Dün akşam Fenerbahçe taktiksel olarak çok kötü bir görüntü çizdi. İlk onbir başta olmak üzere, oyuncu değişiklikleri ve oyun planıyla beraber tümüyle sınıfta kaldı teknik direktör Pereira. Sizin de gözünüzden kaçmadığım bazı noktaları burada paylaşmak istiyorum:
- Rakip köşe vuruşu kullanırken kendi on sekizin içerisinde birikmek nasıl bir taktiktir.Onca yıldır maç seyrederim, ilk defa böyle bir görüntü gördüm. Sonucunda da ikinci gol geldi zaten.
- Üçlü savunma oynatmasına fazla bir söz söylemem. Aslında ligin başında ve hazırlık maçlarına baktığınızda bu kadar çabuk bu savunmayı oturtmasına şaşırmış ve alkışlamıştım. Çünkü zor bir sistemdir bu taktik. Ama gol yemeden ve yenilgisiz maçlar çıkarmıştı. Ama bir noktayı es geçiyordu hoca. Eğer ki bu üçlü çakılı oynarsa takım sahada eksik kalıyordu. Üçlünün sağında ve solundaki adamların sık sık ileri çıkıp orta saha ve atağı desteklemesi, onlar çıkmadığında da merkezlerindeki adamın çıkması gerekiyordu.
- İleri üçlü ile defans üçlüsü arasındaki mesafe çok fazla. Böyle olunca merkez orta saha ve kanat adamları ileri geri çalışmaktan, boşlukları doldurmaktan dolayı bitap düşüyorlar.
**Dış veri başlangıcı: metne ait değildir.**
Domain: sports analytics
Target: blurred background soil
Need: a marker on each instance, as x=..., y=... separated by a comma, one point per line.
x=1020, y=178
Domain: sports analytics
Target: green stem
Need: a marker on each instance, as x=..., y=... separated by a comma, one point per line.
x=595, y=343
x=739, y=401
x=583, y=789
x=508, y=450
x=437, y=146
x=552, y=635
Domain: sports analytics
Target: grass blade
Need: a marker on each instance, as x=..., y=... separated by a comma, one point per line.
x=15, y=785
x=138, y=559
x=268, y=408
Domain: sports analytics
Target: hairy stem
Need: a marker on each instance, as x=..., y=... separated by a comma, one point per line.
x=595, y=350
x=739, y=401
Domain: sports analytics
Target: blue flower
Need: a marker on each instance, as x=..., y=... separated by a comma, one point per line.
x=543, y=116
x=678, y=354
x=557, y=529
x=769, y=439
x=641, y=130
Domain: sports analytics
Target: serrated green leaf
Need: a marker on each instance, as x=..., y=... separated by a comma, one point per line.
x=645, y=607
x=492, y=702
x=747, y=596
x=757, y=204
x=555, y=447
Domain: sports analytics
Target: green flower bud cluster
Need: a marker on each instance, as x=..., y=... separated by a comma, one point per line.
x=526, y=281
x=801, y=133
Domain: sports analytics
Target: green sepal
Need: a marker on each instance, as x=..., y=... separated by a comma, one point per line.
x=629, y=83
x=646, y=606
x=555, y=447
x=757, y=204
Bloklar birbirlerine yakın oynamalılar. Kompakta halde atağa çıkıp, defansa çekilmeliler. Tersi durum olduğu için, Gustavo gibi büyük bir futbolcu dahi taraftarın hedef tahtasına düşebiliyor.
- Pelkas bir türlü istenen fiziksel duruma gelmediği halde ilk onbir başlatmak, Zajc gibi Empoli’de bile tutunamayan, bal yapmayan arı olan bir futbolcuda ısrar etmek büyük hata.
- Başarılı takımlara bakıldığında hep kadro istikrarına sahip takımlar olduğu görülür. Futbolcuların birbirini tanımaları, açıklarını kapamaları, pozisyon almaları, atakta ve hücumda aynı dili konuşmaları ancak bu şekilde olur. ancak ne yazık ki Fenerbahçe , özellikle ileri üçlü olmak üzere her maça farklı oyuncularla maça çıkıyor. Bu da sahada ne yaptığını bilmeyen oyuncular topluluğu görmemize neden oluyor.
- Pereira’nın bir anda 3-4 futbolcu değiştirme hastalığından kurtulması gerek diye pek çok kez söylemiştim. Çünkü böyle değişiklikler yüzünden futbolcular birbirini tanıyana kadar en az on-on beş dakika geçiyor. Bir de taktiksel değişiklik olunca saha tam bir curcunaya dönüşüyor. Ayrıca gol yeme riskinizi de arttırıyor. Alanyaspor maçında bunu yaşadık ve Pereira ders çıkarmıştır diye düşünmüştüm. Ama ne yazık ki çıkarmamış ki bu maçta yine yaptı. Hem de daha ilk yarı bitmeden. Bu aslında kendi hatanı kabul etmektir. Ben yanlış on bir çıkardım demektir. Ancak daha da kötüsü son dakikalarda takımın on kişi kalmasının önünü açmıştır.
- Son olarak Burak Kapacak ve Meyer neden hiç düşünülmüyor diye sormak istiyorum. Muhammed’in bile oynatıldığı bir kadroda Milli futbolcu Burak neden hiç şans bulamıyor. Hele ki stoper olan Tisserand’ın bile ondan daha iyi orta yaptığı Nazım’ın yerine.
Bu maçla Fenerbahçe üç puandan fazlasını kaybetti. Hocaya ve bu hocayı son anda getiren, takımın en büyük ihtiyacı olan yıldız forveti alamayan yönetime olan güveni. Tabi bir de takımın en önemli üç futbolcusu olan Altay, Gustavo ve Valencia’yı. Çok hoşlandığım bir deyim değildir ama sanki Galatasaray maçı Pereira ve belki de yönetimin kaderini belirleyecek maç olacak.